Probably a stupid question.

**b4tn** · June 17th, 2006, 03:04 AM

I am logging into an an OSX 10.4 ODM with an OSX 10.4 machine

I have Kerberos enabled and and all seems to work but the only way I can access any kind of AFP share is if AFP guest access is turned on. If I disable kerberos authintication AFP works fine if guest access is turned off. Is there a reason I have to have guest access on for Kereros authintication to work?

**Go3iverson** · June 17th, 2006, 11:19 AM

Shouldn't be. Are you sure that Kerberos is working?

On the client, type klist in the Terminal right after logging in. You should have a TGT from the KDC responsible for the network. If you don't, or it is invalid, stop there, that means you have something going on with your KDC itself. If you do, then login to the AFP server. Run klist again and confirm that you have a service ticket from the AFP server. If you don't, again, that could be your issue.

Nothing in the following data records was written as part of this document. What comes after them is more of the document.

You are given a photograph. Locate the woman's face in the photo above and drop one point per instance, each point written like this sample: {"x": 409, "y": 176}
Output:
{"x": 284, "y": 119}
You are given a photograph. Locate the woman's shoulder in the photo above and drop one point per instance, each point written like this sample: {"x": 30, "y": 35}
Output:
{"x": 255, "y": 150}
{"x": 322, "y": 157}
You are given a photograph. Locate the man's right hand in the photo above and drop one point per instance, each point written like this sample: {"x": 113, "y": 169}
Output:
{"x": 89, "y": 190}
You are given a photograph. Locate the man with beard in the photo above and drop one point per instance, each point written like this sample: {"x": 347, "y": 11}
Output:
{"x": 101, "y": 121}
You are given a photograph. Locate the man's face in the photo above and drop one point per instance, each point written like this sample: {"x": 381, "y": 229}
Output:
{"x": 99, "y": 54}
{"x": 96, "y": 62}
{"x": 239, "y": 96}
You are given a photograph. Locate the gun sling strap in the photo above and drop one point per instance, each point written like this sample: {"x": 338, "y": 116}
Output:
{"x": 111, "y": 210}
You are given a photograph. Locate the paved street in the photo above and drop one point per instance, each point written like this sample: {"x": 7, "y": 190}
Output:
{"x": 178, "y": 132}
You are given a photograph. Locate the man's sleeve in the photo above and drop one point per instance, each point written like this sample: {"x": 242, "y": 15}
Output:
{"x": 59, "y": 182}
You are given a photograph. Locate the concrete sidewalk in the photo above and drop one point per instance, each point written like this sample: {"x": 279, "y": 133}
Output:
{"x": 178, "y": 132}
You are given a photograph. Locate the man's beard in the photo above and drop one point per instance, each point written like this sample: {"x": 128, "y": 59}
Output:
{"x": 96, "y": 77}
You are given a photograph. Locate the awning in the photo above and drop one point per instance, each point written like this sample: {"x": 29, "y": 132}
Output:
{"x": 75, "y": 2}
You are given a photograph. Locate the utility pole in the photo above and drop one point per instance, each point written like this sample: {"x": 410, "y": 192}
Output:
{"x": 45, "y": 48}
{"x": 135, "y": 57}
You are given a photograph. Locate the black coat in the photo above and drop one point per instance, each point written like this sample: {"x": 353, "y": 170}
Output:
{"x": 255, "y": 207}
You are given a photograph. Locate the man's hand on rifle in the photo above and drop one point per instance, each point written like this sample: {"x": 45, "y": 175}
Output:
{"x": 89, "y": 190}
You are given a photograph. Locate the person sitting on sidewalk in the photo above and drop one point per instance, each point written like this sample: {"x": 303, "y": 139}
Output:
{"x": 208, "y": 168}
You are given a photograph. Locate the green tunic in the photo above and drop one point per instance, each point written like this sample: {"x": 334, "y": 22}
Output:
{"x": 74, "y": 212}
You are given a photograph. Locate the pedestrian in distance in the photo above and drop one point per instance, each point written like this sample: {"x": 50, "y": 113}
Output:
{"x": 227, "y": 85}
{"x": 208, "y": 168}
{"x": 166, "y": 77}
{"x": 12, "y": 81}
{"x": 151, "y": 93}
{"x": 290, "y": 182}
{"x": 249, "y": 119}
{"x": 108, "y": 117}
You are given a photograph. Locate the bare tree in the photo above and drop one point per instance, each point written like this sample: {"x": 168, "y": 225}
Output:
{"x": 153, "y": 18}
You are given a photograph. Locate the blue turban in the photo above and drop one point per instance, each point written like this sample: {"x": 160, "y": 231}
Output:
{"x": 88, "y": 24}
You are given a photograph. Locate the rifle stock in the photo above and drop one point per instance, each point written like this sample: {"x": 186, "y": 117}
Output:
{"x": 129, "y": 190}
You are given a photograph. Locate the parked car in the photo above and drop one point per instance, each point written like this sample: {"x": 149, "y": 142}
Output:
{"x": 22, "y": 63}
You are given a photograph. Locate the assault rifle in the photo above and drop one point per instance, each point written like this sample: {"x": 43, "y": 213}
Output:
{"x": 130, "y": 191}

If you don't get that AFP ticket, ssh into the AFP server and run sudo klist -kt to dump out the service principals for the server itself that are stored in the keytab file. If that file is invalid, missing or just generally gunked up, you have an issue.

Michael

**b4tn** · June 17th, 2006, 02:29 PM

This is getting really frustrating! I have never had so much troubles setting up a server before. Granted I know nothing about unix or the mac server environment :lol:

I wanted to check what you said but I delated the user account. I went to create a new one and now I cant create accounts. After authinticating to the LDAp directory all the user controls are greyed out. I cant add remove or change users now.

**Go3iverson** · June 17th, 2006, 04:11 PM

Wow. Ummmm...

Are you authenticated as a directory administrator, which is by default, the shortname diradmin to the directory? After logging in via WGM, look right underneath the button bar to see the directory to which you are authenticated. You may need to go all the way to the right, click the lock and add authenticate as diradmin.

That wasn't the account you deleted, right?

Michael

PS: Out of curiosity, are you setting this up for your own hobby/gratification, or are you doing this professionally for someone?

**b4tn** · June 18th, 2006, 01:01 AM

Something is wrong with the diradmin account. I cant find where this account actually is created either. This is not the first time this has happened. It seems to be related to me joining a windows computer to the directory. Last time I re-installed the server lol. I dont want to re-install again. Basically I can authenticate, the password is accepted, but the create user button is grayed out as well as any other account options. The password reset option is available though. The lock in the corner shows unlocked. Take a look at the log snipit, all in the same second it authenticates then disconnects however the lock stays unlocked.

As for why I am setting up. A little of both, I am a long time mac user but have never worked in a network environment with a mac. All of my work experience is with windows. We are going to be setting up a classroom with an OSX server in the near future at work. I was the only one of the 3 SA's that wanted to touch an apple system. I have a spare G4 sitting at home so I am trying to teach my self through trial and error the ways to set this up.

Jun 18 2006 07:20:41 RSAVALIDATE: success.
Jun 18 2006 07:20:41 AUTH2: {0x00000000000000000000000000000001, diradmin} DHX authentication succeeded.
Jun 18 2006 07:20:41 KERBEROS-LOGIN-CHECK: user {0x00000000000000000000000000000001, diradmin} is in good standing.
Jun 18 2006 07:20:41 QUIT: {no user} disconnected.
Jun 18 2006 07:20:41 KERBEROS-LOGIN-CHECK: user {0x00000000000000000000000000000001, diradmin} authentication succeeded.
Jun 18 2006 07:20:41 QUIT: {no user} disconnected.